What are some other challenges with this approach, particularly within the context of the agriculture sector? Zooming into a real-life example in the agricultural industry, the case study by East-West Seeds in Cambodia that was shared during the recent Grow Asia Digital Learning Series: Reaching Farmers using Chat provides several key learnings:
The first is that literacy levels may vary among farmers, which makes alternate mediums such as videos and features such as voice messaging take a more important role. However, as opposed to written content, video incurs much higher production costs, and both video and voice messages are not able to be indexed like written text (so members of the group are not able to use a search tool to search for it if they want to refer back to it at a later point). Moreover, some farmers in rural areas may have difficulty loading video content due to data limitations, and voice messaging is also only available on certain platforms and not others.
The second challenge reported in the case study was that knowledge uptake was not easy (with the team needing to follow up via phone regularly). Eventually as digital literacy increases and farmers become more familiar with the platforms, other more time-effective measurement tools may be able to replace phone calls. For example, platform features such as polls and input forms can be used to measure engagement and uptake. In addition, some platforms such as Zoom allow for large-scale group calls, which could be used for “Town-Hall” type calls which may be a more effective way of communicating and gauging sentiment as opposed to individual phone calls.
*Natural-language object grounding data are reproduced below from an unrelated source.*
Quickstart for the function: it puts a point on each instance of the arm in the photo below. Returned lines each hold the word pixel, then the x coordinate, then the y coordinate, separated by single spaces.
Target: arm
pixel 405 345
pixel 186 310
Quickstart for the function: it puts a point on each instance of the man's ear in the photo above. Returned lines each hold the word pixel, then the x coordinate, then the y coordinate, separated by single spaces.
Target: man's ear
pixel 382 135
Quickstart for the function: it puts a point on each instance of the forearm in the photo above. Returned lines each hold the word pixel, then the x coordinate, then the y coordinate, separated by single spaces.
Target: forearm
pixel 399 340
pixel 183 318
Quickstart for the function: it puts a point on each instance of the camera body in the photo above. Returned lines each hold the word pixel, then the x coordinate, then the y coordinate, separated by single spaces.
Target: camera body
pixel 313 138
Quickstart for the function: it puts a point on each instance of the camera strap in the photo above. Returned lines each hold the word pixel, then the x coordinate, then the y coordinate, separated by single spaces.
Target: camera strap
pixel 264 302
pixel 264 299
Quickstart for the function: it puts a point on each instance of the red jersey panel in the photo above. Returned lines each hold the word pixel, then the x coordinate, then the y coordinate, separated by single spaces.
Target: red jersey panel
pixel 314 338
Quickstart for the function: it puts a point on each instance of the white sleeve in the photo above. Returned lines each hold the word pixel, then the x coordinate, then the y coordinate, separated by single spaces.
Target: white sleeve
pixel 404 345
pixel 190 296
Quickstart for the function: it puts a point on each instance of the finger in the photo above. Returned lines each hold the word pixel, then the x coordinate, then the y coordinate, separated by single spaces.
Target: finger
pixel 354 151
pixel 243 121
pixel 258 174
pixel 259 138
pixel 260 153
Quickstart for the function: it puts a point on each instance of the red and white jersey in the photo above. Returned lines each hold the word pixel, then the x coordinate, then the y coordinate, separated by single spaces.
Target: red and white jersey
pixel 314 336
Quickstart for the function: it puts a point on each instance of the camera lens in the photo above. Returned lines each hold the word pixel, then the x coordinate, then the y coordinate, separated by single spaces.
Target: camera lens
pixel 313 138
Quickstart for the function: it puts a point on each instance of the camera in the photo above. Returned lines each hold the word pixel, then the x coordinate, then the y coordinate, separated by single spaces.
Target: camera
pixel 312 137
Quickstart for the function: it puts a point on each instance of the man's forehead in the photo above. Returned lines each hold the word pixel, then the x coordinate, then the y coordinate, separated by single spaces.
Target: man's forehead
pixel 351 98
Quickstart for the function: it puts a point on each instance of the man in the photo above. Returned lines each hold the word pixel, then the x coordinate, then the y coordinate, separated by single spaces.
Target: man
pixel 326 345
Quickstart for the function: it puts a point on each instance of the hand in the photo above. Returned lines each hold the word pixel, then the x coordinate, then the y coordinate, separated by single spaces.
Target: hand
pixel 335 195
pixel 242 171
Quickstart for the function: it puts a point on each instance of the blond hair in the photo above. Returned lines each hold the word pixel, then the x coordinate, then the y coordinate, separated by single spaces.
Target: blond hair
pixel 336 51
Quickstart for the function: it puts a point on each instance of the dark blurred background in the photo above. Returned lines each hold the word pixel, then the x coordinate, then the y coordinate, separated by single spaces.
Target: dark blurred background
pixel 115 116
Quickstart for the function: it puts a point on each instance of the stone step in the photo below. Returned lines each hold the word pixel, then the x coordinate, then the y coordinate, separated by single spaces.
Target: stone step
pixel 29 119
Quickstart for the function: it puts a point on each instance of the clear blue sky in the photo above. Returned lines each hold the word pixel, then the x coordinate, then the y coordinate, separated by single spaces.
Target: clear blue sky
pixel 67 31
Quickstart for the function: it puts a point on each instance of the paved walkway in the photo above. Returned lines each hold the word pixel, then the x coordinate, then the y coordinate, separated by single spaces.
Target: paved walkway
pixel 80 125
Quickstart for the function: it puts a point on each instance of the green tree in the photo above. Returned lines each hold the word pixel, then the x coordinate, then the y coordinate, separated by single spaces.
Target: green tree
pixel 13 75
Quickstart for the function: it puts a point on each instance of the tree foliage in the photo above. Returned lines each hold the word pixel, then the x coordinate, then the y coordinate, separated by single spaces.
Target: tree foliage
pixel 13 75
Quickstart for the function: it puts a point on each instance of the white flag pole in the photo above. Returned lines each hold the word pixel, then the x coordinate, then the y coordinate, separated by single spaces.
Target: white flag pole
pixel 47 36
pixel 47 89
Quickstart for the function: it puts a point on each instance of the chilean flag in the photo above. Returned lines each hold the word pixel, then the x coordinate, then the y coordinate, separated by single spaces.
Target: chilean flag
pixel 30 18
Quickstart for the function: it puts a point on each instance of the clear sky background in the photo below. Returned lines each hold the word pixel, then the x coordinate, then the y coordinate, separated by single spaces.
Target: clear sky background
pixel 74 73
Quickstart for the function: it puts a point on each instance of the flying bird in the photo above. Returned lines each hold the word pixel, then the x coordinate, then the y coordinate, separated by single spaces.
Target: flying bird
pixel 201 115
The third learning from the case study is that there is a need to 1) support and train more “influencers” who take a more active role in group communications, and 2) encourage more input dealers to utilize social media. The common theme across both these challenges is getting both groups to buy into the value proposition of participating in the group. The way to do so is to track and measure the before/after effect - for example, East West Seeds mentioned an input dealer who reported a 4% increase in sales outreach even during COVID-19. Collecting and publishing more statistics such as these will signal the value of participating in the group.
With the fragmented social landscape in Asia, no single app is dominant, so it is important to research and localize your communications strategy. Here are 3 more best practices to allow your organization to best leverage chat as a medium:
Have a transparent and open sign up process. Make it easy, open, and accessible to subscribe to your chat communications.
Have a chat moderator or leader who is part of the community. They will be more trusted by their peers and able to translate your directives into local nuances and on-the-ground happenings.
Measure engagement by publishing regular calls-to-action into the chat group. Create a 2-way channel of communication with your audience by publishing polls, landing pages, forms, and other ways of collecting their input, and use a link tracker to measure click-throughs.
As you scale, test different versions of copy and/or visuals by implementing A/B testing. Measure the success of each variant by looking at click-through rates.